I am trying to show given $f_{n}\to f$ pointwise a.e. and $\int{f}<\infty$, it follows the sequence {$\int{f_{n}}$} has a limit. But I am not sure if extra condition is required. Can anyone give me a counter-example, or a simple proof?
Edit: a counter-example is already found. What if there is an extra condition $|f_{n}|\le g_{n}$ and $\int{g_{n}}\to \int{g} \le \infty$ ?
Edit2: It is already shown that this can be proven by Fatou's lemma. Thanks everyone who helped me.
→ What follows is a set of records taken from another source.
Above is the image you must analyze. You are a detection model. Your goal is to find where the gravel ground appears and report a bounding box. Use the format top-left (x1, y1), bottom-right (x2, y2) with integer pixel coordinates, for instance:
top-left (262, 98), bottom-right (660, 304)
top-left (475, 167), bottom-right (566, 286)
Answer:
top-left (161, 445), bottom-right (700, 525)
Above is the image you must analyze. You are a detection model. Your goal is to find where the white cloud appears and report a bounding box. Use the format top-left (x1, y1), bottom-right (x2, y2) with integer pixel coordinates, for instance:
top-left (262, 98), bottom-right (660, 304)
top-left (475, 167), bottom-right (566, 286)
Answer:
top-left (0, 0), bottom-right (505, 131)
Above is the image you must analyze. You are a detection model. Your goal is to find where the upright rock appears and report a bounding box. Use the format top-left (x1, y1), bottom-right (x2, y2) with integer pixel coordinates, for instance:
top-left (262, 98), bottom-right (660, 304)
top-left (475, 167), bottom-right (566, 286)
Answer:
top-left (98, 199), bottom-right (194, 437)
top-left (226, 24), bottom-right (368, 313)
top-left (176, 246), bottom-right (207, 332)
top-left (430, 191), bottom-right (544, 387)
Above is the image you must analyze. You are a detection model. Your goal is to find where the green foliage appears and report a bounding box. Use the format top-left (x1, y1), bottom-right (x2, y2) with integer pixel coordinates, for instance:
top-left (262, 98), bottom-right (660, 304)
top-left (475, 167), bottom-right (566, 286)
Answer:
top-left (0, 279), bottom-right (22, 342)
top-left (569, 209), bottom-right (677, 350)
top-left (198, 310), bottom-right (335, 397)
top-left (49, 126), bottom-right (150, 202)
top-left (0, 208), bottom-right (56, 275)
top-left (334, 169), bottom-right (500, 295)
After precision have been brought here is a proof. We have $g_n-f_n\geq 0$ hence by Fatou lemma $$\int \liminf_n (g_n-f_n)\leq \liminf_n\int (g_n-f_n) $$ so $\int g-\int f\leq \int g+\liminf_n \int (-f_n)$ and $\limsup_n \int f_n\leq \int f$.
Since $g_n+f_n\geq 0$, we apply the previous job to $-f_n$ to get $-\liminf_n \int f_n\leq -\int f$ hence $\lim_{n\to +\infty}\int f_n=\int f$.
A shorter way suggested by @Sam L. is to apply Fatou lemma to $g+g_n-|f-f_n|$.